Objectives: Anorexia is common in patients with chronic kidney disease (CKD) and could lead to protein-energy wasting (PEW). An altered sense of smell, a reflection of olfactory dysfunction, is a potential mechanism that exacerbates the impact of anorexia on PEW. In this study, we examined the extent of the altered sense of smell and its association with PEW in patients with moderate-to-advanced CKD.

Methods: We studied 139 individuals (34 healthy subjects- controls, 50 patients with stage 3-4 CKD, and 55 patients on maintenance hemodialysis (MHD)) using the odor identification test (Sniffin' Sticks odor screening test containing 12 different smells). The odor identification test was scored as either correct or incorrect, and each participant's total odor score was calculated. Malnutrition inflammation score (MIS) was used to assess PEW.

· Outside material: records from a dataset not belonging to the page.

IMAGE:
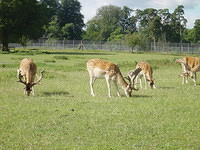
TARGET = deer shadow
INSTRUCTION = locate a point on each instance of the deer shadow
(57, 93)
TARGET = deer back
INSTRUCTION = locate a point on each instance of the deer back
(28, 70)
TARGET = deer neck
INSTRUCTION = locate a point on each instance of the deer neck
(121, 81)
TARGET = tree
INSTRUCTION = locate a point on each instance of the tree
(15, 20)
(178, 24)
(197, 30)
(104, 23)
(127, 21)
(189, 35)
(70, 14)
(135, 40)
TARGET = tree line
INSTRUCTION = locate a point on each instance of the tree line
(23, 20)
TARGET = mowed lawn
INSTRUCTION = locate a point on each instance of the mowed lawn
(63, 115)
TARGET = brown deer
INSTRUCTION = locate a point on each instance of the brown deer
(190, 65)
(98, 68)
(26, 74)
(146, 73)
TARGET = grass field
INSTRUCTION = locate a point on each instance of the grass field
(63, 115)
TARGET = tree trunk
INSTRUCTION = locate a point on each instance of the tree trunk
(5, 46)
(5, 42)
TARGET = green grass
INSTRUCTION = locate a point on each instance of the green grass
(63, 115)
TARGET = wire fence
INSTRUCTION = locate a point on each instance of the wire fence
(188, 48)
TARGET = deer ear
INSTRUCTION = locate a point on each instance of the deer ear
(127, 78)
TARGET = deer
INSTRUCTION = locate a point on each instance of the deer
(146, 73)
(26, 75)
(190, 65)
(98, 68)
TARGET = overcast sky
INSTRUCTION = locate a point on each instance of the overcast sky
(192, 7)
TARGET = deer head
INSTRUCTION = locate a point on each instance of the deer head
(28, 86)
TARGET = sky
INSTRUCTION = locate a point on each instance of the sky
(191, 7)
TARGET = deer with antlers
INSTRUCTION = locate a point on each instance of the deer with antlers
(26, 75)
(98, 68)
(146, 73)
(190, 65)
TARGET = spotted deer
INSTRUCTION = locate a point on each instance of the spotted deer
(146, 73)
(26, 75)
(98, 68)
(190, 65)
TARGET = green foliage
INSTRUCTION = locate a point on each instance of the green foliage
(104, 23)
(136, 41)
(197, 30)
(15, 20)
(71, 19)
(116, 35)
(67, 23)
(63, 115)
(23, 41)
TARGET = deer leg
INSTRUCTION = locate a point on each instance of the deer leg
(194, 78)
(118, 94)
(145, 81)
(92, 80)
(136, 82)
(108, 85)
(33, 91)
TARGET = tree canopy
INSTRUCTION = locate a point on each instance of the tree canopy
(62, 19)
(21, 18)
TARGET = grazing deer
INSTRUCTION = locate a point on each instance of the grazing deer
(146, 73)
(190, 66)
(27, 71)
(98, 68)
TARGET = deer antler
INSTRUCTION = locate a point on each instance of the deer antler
(42, 72)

Results: Patients with CKD had higher C-reactive protein and lower serum albumin concentrations compared to healthy individuals. Total odor scores were different between groups, with controls having the highest scores and MHD patients having the lowest scores. A similar difference was observed in MIS, and MHD patients displayed the worst nutritional score (P ≤ .001). The number of participants with severe olfactory dysfunction (≤6 correct answers) was significantly higher in the CKD and MHD groups compared to the controls (P ≤ .01). There was an inverse trend between the total odor score and the MIS score for the study population. However, this relationship was not statistically significant (r = -0.124, P = .21).

Conclusion: This cross-sectional study suggests that olfactory dysfunction, as assessed by the odor identification test, is altered in patients with advanced CKD, most notably in ones on MHD. Although the diminished sense of smell was observed alongside development of PEW, we explicitly noted that there is no statistically significant correlation.